High Energy Accelerator Research Organization (KEK), Japan
Toshiya Senda has completed his PhD from Nagaoka University of Technology (Niigata, Japan) in 1995. He was a research associate in Nagaoka University of Technology (1995-2001) and a senior researcher in Institute of Advanced Industrial Science and Technology (2001-2012). Now, he is the director/professor of Structural Biology Research Center of High Energy Accelerator Research Organization (KEKI) in JAPAN. He was awarded the CrSJ (Crystallographic society of Japan) award in 2014 (Structural biology studies of CagA from Helicobacter pylori and histone chaperon CIA/ASF1).

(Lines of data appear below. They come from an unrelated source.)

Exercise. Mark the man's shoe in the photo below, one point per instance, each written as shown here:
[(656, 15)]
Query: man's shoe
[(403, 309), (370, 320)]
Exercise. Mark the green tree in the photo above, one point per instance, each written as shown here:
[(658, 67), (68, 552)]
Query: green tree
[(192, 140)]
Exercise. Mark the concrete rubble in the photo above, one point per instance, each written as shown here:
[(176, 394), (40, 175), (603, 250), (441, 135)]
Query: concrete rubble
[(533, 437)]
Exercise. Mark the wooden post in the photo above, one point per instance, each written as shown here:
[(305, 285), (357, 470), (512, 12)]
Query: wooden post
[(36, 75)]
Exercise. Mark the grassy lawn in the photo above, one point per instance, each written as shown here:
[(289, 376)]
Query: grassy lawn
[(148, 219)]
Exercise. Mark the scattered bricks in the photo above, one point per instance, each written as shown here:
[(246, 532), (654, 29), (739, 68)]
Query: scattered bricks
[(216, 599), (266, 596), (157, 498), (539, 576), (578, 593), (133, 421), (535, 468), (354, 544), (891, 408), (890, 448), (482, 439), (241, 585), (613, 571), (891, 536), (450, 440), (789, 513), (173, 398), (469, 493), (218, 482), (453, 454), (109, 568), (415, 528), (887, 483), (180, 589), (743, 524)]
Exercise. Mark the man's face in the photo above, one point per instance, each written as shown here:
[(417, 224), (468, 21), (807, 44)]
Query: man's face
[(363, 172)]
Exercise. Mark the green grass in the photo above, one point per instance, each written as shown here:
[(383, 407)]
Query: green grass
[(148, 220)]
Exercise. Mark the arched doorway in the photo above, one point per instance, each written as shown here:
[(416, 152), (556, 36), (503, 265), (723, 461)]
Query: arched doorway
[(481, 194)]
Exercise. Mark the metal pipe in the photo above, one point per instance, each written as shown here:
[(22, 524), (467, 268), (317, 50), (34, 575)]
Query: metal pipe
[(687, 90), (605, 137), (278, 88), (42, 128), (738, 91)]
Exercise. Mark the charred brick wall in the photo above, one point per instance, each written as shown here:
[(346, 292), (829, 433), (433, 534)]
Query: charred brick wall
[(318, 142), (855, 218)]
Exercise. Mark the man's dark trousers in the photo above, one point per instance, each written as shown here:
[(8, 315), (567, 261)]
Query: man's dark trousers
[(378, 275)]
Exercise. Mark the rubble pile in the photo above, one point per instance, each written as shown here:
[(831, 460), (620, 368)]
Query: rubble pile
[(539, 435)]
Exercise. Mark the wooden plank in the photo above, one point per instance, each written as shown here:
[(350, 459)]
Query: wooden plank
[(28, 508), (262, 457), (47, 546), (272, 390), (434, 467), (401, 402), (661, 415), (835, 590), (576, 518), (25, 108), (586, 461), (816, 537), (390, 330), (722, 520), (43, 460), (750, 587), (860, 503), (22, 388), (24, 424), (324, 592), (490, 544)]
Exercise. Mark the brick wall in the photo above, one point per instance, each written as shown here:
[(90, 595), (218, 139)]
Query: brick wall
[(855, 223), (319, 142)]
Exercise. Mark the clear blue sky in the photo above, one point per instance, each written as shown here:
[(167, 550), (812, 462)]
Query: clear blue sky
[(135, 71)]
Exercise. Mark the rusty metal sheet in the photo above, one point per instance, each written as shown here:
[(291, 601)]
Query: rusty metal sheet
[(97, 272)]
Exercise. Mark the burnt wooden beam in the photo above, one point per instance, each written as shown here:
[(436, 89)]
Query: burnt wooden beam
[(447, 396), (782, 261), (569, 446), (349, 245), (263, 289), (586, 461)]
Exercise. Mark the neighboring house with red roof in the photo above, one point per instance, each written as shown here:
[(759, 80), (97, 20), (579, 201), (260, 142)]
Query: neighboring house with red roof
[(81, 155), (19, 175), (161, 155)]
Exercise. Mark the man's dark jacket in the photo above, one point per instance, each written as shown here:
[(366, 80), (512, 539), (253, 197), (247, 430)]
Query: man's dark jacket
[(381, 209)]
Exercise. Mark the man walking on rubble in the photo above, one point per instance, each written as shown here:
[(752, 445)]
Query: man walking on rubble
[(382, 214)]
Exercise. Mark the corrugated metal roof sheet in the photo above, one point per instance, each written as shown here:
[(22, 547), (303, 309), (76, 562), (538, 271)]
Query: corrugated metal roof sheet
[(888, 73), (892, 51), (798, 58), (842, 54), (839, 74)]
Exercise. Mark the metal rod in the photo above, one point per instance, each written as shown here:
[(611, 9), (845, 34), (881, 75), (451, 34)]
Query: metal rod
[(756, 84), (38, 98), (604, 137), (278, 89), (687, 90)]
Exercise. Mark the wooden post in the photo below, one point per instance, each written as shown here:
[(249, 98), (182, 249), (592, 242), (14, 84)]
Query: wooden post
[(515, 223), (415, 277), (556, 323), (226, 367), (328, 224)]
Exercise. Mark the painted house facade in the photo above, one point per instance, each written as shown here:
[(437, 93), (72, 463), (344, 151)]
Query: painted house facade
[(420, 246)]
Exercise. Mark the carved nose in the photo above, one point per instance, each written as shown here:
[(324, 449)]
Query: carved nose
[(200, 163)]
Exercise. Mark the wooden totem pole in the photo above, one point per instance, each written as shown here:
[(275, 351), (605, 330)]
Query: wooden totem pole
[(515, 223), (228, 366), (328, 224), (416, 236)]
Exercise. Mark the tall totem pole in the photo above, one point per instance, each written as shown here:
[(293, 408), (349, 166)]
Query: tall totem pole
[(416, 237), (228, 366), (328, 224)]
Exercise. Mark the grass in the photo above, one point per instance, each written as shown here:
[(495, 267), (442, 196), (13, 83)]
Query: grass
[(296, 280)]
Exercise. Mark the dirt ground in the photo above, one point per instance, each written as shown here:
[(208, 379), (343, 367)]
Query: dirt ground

Crystallography has been a major method to determine 3D structures of biological macromolecules at atomic resolution. While a new method with cryo-EM is becoming another major technique for the 3D structure analysis, crystallography still has some advantages. Recently, many crystal structures of biological macromolecules are determined by MAD/SAD method with seleno-methionine proteins (SeMet-proteins). Since selenium has an X-ray absorption edge near 1Å, it is convenient to utilize in the MAD/SAD method. While this technique is useful, crystallographers need to prepare SeMet-proteins. If we can develop a method to solve the phase problem without using SeMet-proteins, it would be highly useful for crystallographers. So, we have tried to develop the native SAD (or sulfur SAD) method, in which anomalous signals from sulfur atoms in the native protein are utilized. However, there are some problems in the native SAD method. First, sulfur gives only weak anomalous signals with X-ray typically utilized in protein crystallography (X-ray wavelength of around 1Å). To increase the anomalous signals, we need to use a longer wavelength X-ray than usual. However, since a longer wavelength X-ray shows significant absorption by air, solvent, protein etc., data quality is degraded by the absorption. The native SAD method, therefore, requires a specific system for high quality data collection. To achieve routine utilization of the native SAD method, we have developed a beamline (BL-1A) dedicated for the native SAD method. In BL-1A, we can utilize a long wavelength X-ray (1.9 – 3.5 Å). Furthermore, the goniometer and X-ray detector are installed inside a He chamber to prevent the absorption problem. Our system enables us to solve crystal structures of proteins by the native SAD method. In the presentation, we will present several examples of crystal structure determination with native SAD. Also, we will mention our unique method for crystal freezing to collect high quality diffraction data required in native SAD experiments.